Menos notada, mas muito importante, foi o anúncio, pelo governo da
Indonésia, da mudança, para Mar de Natuna Norte, do nome das águas
imediatamente ao norte do país. Esse ato aparentemente inócuo pode ser
entendido em termos de história das reivindicações marítimas nas águas
do leste e sudeste da Ásia. Há algum tempo, a China tem reivindicado a
maior parte desses mares e construído bases em ilhas ou mesmo rochas
neles localizadas.
As reivindicações chinesas foram contestadas pelas Filipinas, Taiwan e
Vietnã, e também pelos Estados Unidos. Até agora, a Indonésia tentou
manter-se neutra nessas disputas e até se ofereceu como mediadora. O ato
de renomear as águas ao norte do país é, contudo, uma proclamação dos
direitos indonésios a águas reclamadas pela China. Anunciar publicamente
essa disputa é não apenas um ato contra a China como também uma atitude
muito “dura” da Indonésia. A China imediatamente sinalizou seu
desagrado com a renomeação. A Indonésia não está recuando.

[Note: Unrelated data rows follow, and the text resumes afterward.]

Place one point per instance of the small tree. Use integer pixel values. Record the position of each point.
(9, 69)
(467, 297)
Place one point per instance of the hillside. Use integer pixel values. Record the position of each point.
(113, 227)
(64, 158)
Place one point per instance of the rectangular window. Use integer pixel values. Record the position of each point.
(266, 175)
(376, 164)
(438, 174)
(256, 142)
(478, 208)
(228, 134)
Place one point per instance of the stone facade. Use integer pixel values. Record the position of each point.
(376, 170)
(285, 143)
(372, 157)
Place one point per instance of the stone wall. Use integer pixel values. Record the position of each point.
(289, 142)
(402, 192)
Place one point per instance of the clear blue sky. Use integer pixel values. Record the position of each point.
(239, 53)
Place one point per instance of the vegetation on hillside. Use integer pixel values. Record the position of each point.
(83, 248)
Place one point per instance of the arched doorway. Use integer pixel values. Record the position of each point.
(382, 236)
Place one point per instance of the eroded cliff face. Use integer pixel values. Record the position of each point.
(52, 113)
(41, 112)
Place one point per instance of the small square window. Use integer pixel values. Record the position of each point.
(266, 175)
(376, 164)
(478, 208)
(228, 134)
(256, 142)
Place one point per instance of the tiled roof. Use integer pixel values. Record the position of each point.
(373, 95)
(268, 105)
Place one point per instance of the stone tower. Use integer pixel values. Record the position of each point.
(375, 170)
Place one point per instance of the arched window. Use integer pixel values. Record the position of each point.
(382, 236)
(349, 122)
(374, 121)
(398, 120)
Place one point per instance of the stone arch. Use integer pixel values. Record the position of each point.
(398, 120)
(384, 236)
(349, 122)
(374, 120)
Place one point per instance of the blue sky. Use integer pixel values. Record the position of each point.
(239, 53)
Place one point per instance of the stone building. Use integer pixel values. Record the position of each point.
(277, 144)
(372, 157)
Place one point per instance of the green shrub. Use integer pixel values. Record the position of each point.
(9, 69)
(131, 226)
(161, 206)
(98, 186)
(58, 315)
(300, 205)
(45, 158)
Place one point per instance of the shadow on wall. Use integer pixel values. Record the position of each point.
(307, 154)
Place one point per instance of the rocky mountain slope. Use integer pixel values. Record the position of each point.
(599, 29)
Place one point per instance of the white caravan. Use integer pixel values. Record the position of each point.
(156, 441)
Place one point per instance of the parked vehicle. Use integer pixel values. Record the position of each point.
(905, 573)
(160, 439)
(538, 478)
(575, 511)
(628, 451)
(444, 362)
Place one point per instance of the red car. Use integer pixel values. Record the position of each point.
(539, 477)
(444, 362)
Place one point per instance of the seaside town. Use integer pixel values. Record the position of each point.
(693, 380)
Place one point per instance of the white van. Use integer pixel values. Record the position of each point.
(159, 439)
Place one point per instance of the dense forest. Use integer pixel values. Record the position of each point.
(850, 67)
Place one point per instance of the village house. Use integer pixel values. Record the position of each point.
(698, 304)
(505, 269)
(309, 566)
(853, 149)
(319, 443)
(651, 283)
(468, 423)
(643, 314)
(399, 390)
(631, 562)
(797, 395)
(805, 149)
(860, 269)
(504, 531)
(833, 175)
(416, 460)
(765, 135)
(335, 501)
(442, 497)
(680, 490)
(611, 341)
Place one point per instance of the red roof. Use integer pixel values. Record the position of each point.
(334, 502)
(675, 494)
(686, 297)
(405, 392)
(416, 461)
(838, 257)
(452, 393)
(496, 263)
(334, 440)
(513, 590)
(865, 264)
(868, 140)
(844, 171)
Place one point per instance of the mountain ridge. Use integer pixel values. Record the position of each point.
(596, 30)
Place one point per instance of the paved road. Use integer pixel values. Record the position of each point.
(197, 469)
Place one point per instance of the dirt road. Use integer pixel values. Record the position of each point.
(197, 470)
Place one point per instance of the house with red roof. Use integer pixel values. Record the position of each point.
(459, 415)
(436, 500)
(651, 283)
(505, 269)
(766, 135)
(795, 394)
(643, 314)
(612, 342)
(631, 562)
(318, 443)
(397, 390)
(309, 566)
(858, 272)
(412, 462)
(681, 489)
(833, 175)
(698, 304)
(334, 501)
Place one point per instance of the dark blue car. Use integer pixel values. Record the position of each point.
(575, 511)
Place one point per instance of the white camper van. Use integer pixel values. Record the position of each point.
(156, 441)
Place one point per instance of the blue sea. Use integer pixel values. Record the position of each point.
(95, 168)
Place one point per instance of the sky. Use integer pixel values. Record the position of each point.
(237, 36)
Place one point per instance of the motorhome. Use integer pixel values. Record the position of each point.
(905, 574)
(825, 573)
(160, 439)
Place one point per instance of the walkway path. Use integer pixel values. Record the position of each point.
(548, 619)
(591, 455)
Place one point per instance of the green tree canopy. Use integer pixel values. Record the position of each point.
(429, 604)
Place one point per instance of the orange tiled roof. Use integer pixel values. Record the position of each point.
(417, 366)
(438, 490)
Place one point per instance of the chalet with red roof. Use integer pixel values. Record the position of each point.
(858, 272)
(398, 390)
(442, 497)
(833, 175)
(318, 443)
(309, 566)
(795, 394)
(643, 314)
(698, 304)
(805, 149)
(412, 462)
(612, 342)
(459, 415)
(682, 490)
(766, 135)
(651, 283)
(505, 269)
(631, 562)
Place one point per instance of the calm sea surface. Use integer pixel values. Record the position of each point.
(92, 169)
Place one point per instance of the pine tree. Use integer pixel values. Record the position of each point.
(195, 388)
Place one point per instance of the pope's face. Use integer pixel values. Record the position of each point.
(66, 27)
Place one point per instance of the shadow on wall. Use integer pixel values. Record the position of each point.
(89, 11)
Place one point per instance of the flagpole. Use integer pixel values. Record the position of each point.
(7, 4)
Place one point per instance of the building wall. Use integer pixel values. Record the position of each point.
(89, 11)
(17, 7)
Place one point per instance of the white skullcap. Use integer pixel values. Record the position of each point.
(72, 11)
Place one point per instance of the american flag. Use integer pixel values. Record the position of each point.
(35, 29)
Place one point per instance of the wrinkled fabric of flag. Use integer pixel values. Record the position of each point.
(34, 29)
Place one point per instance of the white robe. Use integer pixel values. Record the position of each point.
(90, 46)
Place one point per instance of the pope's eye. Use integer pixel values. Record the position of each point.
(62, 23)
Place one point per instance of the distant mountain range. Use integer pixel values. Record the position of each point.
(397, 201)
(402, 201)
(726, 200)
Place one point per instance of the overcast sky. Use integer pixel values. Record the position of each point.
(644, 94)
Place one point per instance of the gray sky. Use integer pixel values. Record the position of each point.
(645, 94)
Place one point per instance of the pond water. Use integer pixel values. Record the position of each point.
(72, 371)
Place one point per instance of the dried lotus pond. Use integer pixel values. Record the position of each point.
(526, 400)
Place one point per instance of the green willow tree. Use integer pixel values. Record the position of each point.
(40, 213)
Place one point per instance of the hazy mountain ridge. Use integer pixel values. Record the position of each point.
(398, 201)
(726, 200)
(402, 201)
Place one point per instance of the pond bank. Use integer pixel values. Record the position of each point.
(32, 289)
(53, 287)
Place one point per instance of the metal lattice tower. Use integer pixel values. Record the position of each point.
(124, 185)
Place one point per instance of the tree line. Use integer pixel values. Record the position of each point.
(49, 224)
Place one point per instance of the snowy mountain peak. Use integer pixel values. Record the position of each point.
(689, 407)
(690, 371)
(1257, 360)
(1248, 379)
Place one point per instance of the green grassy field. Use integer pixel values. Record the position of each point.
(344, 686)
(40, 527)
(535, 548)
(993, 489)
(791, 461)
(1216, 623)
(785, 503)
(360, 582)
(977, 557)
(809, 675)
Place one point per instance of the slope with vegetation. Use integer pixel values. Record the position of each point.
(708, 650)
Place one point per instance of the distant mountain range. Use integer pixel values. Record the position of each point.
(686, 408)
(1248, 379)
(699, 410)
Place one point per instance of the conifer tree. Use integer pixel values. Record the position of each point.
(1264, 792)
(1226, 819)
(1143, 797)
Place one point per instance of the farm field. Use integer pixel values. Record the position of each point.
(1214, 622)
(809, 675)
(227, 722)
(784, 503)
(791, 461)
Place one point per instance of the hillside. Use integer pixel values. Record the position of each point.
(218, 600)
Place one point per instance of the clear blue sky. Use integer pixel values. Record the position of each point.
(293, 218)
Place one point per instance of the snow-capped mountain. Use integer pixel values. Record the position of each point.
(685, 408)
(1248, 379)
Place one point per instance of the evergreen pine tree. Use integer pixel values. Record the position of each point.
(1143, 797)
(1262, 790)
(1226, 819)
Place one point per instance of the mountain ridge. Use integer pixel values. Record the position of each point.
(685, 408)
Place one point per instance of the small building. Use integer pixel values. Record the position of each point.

A terceira virada em alianças é menos dramática porque já acontece há
algum tempo. Todavia, agora assumiu uma forma dramática. A Turquia
parece ter renunciado a suas obrigações como membro da OTAN, ao decidir
pela compra de um sistema militar russo de mísseis terra-ar, que não é
“interoperável” pelos aliados da OTAN.
Esse ato é considerado um grande giro nas antigas relações turcas com
a Europa Ocidental e os Estados Unidos. Da perspectiva turca, é
simplesmente uma resposta a atos hostis de membros da OTAN contra ela.
Tem ainda implicações para alianças geopolíticas e grandes arranjos
econômicos. É uma maneira de relegar ao passado disputas entre a Turquia
e a Rússia sobre a Síria e o Irã. Também aqui é preciso averiguar o
quanto durará.
Viradas dramáticas são o arroz com feijão cotidiano de uma crise
estrutural. Isso significa que viveremos em incerteza caótica até que a
crise estrutural seja resolvida em favor de uma das duas pontas da
bifurcação. Precisamos concentrar nossas análises e nossas ações naquilo
que torna mais provável o lado progressista da bifurcação ultrapassar,
no médio prazo, o lado reacionário, para a resolução dessa luta.